The accounting office space in Columbia County’s new Health and Human Services Building meets not only federal standards for accessibility, but also the expressed wishes of county workers, the architect who designed the HHS Building said Thursday.
If the space seems cramped, Ron Locast said, it’s most likely because a ninth work station was added to a space that was supposed to have just eight work stations.
Two and a half months after the County Board’s Finance Committee toured the accounting offices in the new building at 111 E. Mullett St., the County Board’s Ad Hoc Building Committee included, on its agenda, a tour of their own.
The accounting offices are the only Health and Human Services function currently operating in the new building, which is serving as the county’s temporary court location while the courthouse at 400 DeWitt St. is being remodeled.
At Thursday’s Ad Hoc Building Committee meeting, County Comptroller Lois Schepp reiterated what she’d said to the Finance Committee in October:
- The workspaces are too small for employees to work comfortably and efficiently.
- The walkways are so narrow, a person using a wheelchair would likely have difficulty maneuvering in the space.
- The overall space in the offices was reduced between when it was designed and when it was constructed – a contention that Locast disputed.

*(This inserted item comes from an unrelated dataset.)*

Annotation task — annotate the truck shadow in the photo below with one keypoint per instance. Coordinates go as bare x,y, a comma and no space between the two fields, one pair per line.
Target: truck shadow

But Locast, of the Madison design firm Potter Lawson, said his review of plans and specifications, going back to 2015, show that the open office area is basically of the same footprint that county officials had agreed on.
What’s different, he said, is the additional work station in the same floor space.
During the tour, Locast measured work stations, corridors and corners.
The narrowest corridor was 38 inches wide – two inches wider than required by ADA. That same corridor also has space to accommodate a 5-foot turning radius, in compliance with ADA, he said.
Steve Klaven, senior project manager for the Madison construction firm J.H. Findorff and Sons, said the building would have been denied an occupancy permit if any of its office areas were out of compliance with ADA.
Committee member Fred Teitgen of the town of Dekorra said that, as far as he can see, the approvals of the design and building were done properly, and the space complies with accessibility requirements.
Nevertheless, Teitgen said, employees have raised concerns about the difficulty of maneuvering chairs in the cubicles, which have U-shaped work surfaces.
Schepp said she brought the issue up with the Ad Hoc Building Committee not to assign blame, but to find solutions.
“I’d like the work space to be more comfortable,” she said. “I don’t want people stressed out by being there in very little space.”
And even if the walkways comply with ADA standards, she said, “I don’t believe anyone in a wheelchair could fit in there.”
Schepp said the most immediate concern is the maneuvering room in the workspaces.
Locast said one of the easiest possible solutions might be to reconfigure the cubicles, either by substituting the U-shaped desks for L-shaped workspace, or by reducing the depth of the work surfaces by about 6 inches, to make it easier to move around in the cubicles. The possibility of reconfiguring some storage space also was broached.
Committee Chairman Kirk Konkel of Portage said he doesn’t yet know what, if anything, the committee will do in response to the space concerns.
But Konkel did have one question, for which no one had an answer: If modifications are made in the HHS accounting office, “Who’s going to pay for it?”